Even so, Nikolai Rostov remains bullish about the market.
Today’s chapter starts innocently enough for our friend Rostov. We see that he’s settled in nicely to the war campaign as part of the Pavlograd hussars stationed just outside Braunau. He’s living with a man named Denisov and when he returns to their home early in the morning after a foraging expedition we see, in a worrisome parallel to his profligate father, that he’s a very liberal tipper. But, in terms of character traits, perhaps generosity isn’t so bad, especially in comparison with the anger that consumes him later in the chapter.
So what is the spark that ignites Rostov’s rage in this chapter? It all starts with Denisov’s purse. Denisov is a gambler on a losing streak. When he sees Telyanin, the squadron quartermaster, approaching Denisov gives his purse to Rostov. He asks Rostov to see how much money he has left in it and then to shove it under the pillow on the bed. Rostov complies.
Telyanin hangs out for a bit and proves himself to be a very disagreeable fellow. When he leaves Denisov asks for his purse back. It is nowhere to be found. Rostov realizes that Telyanin must have stolen it. This launches Rostov into an absolute rage. He cannot think. He can barely speak. Against the wishes of Denisov, he leaves immediately to track down Telyanin, a superior, and confront him about the missing purse.

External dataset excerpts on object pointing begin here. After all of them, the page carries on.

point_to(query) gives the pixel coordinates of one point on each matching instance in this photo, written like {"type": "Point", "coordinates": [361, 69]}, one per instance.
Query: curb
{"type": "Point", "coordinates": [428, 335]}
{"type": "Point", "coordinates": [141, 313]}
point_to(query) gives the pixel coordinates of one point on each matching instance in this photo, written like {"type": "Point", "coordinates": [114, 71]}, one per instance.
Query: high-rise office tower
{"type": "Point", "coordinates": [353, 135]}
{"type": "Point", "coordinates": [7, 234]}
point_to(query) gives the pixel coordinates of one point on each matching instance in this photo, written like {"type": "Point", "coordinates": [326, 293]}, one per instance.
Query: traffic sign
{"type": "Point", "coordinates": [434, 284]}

Rostov locates Telyanin eating supper at a restaurant and, in a fit, accuses him of stealing the purse and demands it back.
DAILY MEDITATION
Once again we find Rostov unable to resist the delirium of anger. And, once again, this anger causes him problems. He’d be much better served if, upon feeling the first fangs of anger’s bite, he were to slow down and reflect on the following:
[Anger is] is the most hideous and frenzied of all the emotions. For the other emotions have in them some element of peace and calm, while this one is wholly violent and has its being in an onrush of resentment, raging with a most inhuman lust for weapons, blood, and punishment, giving no thought to itself if only it can hurt another, hurling itself upon the very point of the dagger, and eager for revenge though it may drag down the avenger with it.